No Holiday Visit for Couple Accused of Starving Sons

Date: 2003-12-23

No Holiday Visit for Couple Accused of Starving Sons


A State Superior Court judge refused on Tuesday to let a couple accused of starving their four adopted sons have Christmas visiting privileges with them.

The judge cited the psychological impact such a visit could have on the sons, and the fact that they have all had significant weight gains. All four have nearly doubled their weights since they were taken away from the couple on Oct. 10.

The couple, Vanessa and Raymond Jackson of Collingswood, N.J., were arrested on Nov. 12 and charged with child neglect and aggravated assault after a neighbor found their 19-year-old adopted son, Bruce, looking for food in the garbage. Three other adopted children were also found to be malnourished.

''I don't want them to have a setback,'' Judge Irvin J. Snyder of State Superior Court here said. ''We know that they weren't thriving, but we know that they are thriving now. I see no proof that visitation will benefit the victims.''

In a hearing before Judge Snyder, the lawyer representing Mrs. Jackson, Richard Josselson, presented arguments in favor of changing the conditions of the couple's bail and allowing a visit. ''All we want is that these kids do not feel abandoned again by a new set of parents,'' Mr. Josselson said. He said that the Jacksons would not force a visit on their children if they did not want to see them. They would also agree to supervised visits.

The Jacksons have been freed on $100,000 bond each.

Mr. Josselson also argued that there were no signs of physical abuse. But the Camden County prosecutor, Vincent P. Sarubbi, objected to the defense lawyer's claim. Citing a report by Dr. Marita Lind, an assistant pediatrics professor at the University of Medicine and Dentistry of New Jersey, Mr. Sarubbi read off the changes in the adopted sons' heights and weights after two months away from their parents.
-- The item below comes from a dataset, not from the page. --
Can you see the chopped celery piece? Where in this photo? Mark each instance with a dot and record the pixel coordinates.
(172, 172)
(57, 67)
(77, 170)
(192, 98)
Bruce, 19, who weighed 45 pounds and stood 48 inches tall on Oct. 10, now weighs 75.4 pounds and has grown three inches. Keith Jackson, 14, gained 26 pounds and grew nine and a half inches. Michael, 9, gained 18 pounds and grew an inch. Thomas, 10, gained 14 1/2 pounds and grew an inch as well.

''It astounds me that the defense argues that there is no physical abuse,'' Mr. Sarubbi said.

Mr. Josselson argued that the care and treatment that the sons received from the hospital, specifically the intravenous feeding, could cause such a growth spurt in anyone. ''I can't dispute the weight gain,'' Mr. Josselson said. ''I would disagree that no medical condition led to the boys' condition.''

Mr. Sarubbi also disputed claims of fetal alcohol syndrome, which has been cited by supporters of the parents as a cause of the boys' condition.

The prosecutor provided further testimony from Dr. Lind's report showing that the children's last medical claim from Medicaid coverage was as late as 1999 and as early as 1995. Mr. Sarubbi also said that all of Bruce's teeth would have to be extracted because of their current condition.

In addition, Mr. Sarubbi told the judge that the couple had engaged in ''psychological warfare'' against Bruce before visiting privileges were banned and had blamed him for breaking up the family. ''Rather than give their love and attention, they further poisoned these kids' minds against Bruce,'' Mr. Sarubbi said.

The defense called the charge ''totally ridiculous.''

Deborah Klein Davis, who represents the children through the state public defender's office as their legal guardian, said that ''several children'' asked to see their parents three weeks ago. ''They feel very torn,'' Ms. Davis said.

She said they were receiving therapy and saw each other weekly.

Because the motion to allow a visit was submitted on Tuesday, Ms. Davis said, she had not had an opportunity to assess the psychological impact of the children's spending Christmas with the Jacksons.